Welcome to technology.


----------



## Shask (Jul 24, 2013)

ConnorGilks said:


> Welcome to technology.



I guess I dont notice. My last computer I had 11 years and laptop about 6 years. Last phone I had for about 7-8 years.

I dont upgrade until I have to because the old still serves its purpose 

I will probably have the Axe II until the guitars play themselves....


----------



## glpg80 (Jul 24, 2013)

Wouldn't be so bad if everyone stopped using the modeler as a means of replacing other gear and instead, accepted its true role as another tool at a musician's disposal.

If you think about it, it is not possible for a modeler to model the amplifier it was designed against any better than the real deal if the real deal was what was used to create the model. You're comparing analog to digital and using digital as a means to replace an analogous device.

Play the gear you like but stop making it a "vs" device.


----------



## noUser01 (Jul 25, 2013)

glpg80 said:


> If you think about it, it is not possible for a modeler to model the amplifier it was designed against any better than the real deal if the real deal was what was used to create the model. You're comparing analog to digital and using digital as a means to replace an analogous device.



Honestly, I think it's only a matter of time. There's a lot of things we thought we'd never do, but technology has done it. Right now it can't, but maybe someday it will.


----------



## larry (Jul 25, 2013)

I certainly appreciate what the ultra and II are capable of. i'll admit it is difficult for me to ignore the fact that my ultra does a better impression of my TriAxis than my TriAxis does. I can push the FAS TriAxis beyond the physical limitations of its tube predecessor. and here's the extra icing on the cake for me: it sounds authentic when run through a mesa 2:100 with a pair of recto 4x12's, superb effects are native and the direct outs are light-years better than on the tube TriAxis.

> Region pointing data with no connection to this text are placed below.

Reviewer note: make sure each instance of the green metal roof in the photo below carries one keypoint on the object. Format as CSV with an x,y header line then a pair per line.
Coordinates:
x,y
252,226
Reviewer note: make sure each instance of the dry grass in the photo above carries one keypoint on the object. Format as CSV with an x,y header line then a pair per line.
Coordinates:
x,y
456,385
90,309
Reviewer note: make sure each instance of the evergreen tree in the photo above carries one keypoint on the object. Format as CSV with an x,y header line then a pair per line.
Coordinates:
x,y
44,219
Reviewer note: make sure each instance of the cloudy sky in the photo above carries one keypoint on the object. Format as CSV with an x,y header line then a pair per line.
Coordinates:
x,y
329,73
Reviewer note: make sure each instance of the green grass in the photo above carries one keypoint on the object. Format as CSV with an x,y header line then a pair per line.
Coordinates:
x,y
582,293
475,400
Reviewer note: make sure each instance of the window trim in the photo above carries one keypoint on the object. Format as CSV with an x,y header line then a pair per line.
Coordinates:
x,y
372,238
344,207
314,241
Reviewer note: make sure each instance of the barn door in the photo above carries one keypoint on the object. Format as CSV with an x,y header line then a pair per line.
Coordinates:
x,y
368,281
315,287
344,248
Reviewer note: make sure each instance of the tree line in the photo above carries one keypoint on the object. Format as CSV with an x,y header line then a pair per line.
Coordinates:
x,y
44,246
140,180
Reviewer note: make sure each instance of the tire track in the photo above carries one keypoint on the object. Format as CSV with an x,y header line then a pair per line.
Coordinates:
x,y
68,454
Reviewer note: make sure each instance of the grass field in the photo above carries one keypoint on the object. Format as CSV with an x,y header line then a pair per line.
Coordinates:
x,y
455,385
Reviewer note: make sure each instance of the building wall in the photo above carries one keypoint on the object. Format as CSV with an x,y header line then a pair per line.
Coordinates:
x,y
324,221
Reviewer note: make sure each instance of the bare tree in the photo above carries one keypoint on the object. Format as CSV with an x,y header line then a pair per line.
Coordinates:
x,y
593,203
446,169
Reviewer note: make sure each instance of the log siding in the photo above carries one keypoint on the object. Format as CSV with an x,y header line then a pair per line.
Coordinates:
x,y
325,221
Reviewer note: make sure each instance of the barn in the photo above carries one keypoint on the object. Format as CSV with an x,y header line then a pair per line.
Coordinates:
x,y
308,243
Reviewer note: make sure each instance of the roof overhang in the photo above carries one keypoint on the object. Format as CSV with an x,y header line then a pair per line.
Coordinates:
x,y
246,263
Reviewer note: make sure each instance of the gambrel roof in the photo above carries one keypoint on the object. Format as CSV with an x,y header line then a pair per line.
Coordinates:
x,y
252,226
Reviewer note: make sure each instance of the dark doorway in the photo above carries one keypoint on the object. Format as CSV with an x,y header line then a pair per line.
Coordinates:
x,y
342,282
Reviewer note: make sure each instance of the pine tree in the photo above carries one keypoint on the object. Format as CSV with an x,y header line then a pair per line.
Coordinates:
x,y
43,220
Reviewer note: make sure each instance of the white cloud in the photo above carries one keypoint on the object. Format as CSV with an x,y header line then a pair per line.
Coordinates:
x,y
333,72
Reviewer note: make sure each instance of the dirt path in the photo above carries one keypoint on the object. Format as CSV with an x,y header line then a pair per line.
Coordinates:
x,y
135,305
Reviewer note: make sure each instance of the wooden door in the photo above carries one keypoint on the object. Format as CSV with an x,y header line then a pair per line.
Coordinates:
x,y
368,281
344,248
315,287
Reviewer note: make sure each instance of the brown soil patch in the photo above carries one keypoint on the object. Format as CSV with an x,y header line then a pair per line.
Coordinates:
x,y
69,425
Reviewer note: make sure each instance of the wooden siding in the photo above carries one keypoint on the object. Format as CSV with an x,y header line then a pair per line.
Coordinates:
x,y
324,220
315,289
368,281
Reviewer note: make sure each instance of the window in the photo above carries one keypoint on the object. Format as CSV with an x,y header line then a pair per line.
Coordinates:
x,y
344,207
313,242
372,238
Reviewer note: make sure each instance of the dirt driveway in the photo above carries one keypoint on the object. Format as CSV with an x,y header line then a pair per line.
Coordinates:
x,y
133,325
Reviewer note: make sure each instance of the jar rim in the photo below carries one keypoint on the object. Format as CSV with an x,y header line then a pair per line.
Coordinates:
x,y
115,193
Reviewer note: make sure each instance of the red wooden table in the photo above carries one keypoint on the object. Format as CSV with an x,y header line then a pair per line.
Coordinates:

i didn't want to fall into that 'vs' camp, but it happened. a modeler has replaced my beloved tube preamp. technology grows exponentially, so its only a matter of time before solid state power is perfected. I love tubes, but i am excited to see where all this will end up.


----------



## mnemonic (Jul 25, 2013)

Unless you're one of those people who wants to tweak the newest thing just because its the newest thing, I don't think its such a big deal. You'll still get the same great tones from an axefx II, its not like they will get worse. Was everyone selling their 5150's when the 5150ii came out because the ii was the new one? (I hope not because this would kind of disprove my point)

I was kind of worried about this same question for a bit, as I am looking to get an axe fx II whenever I get sick of using podxt models, but honestly I'm happy with really old line6 tech at the moment, and when I eventually get an axe fx II, I have a feeling I'll update it until i'm happy with my tone, and then never update firmware again.


----------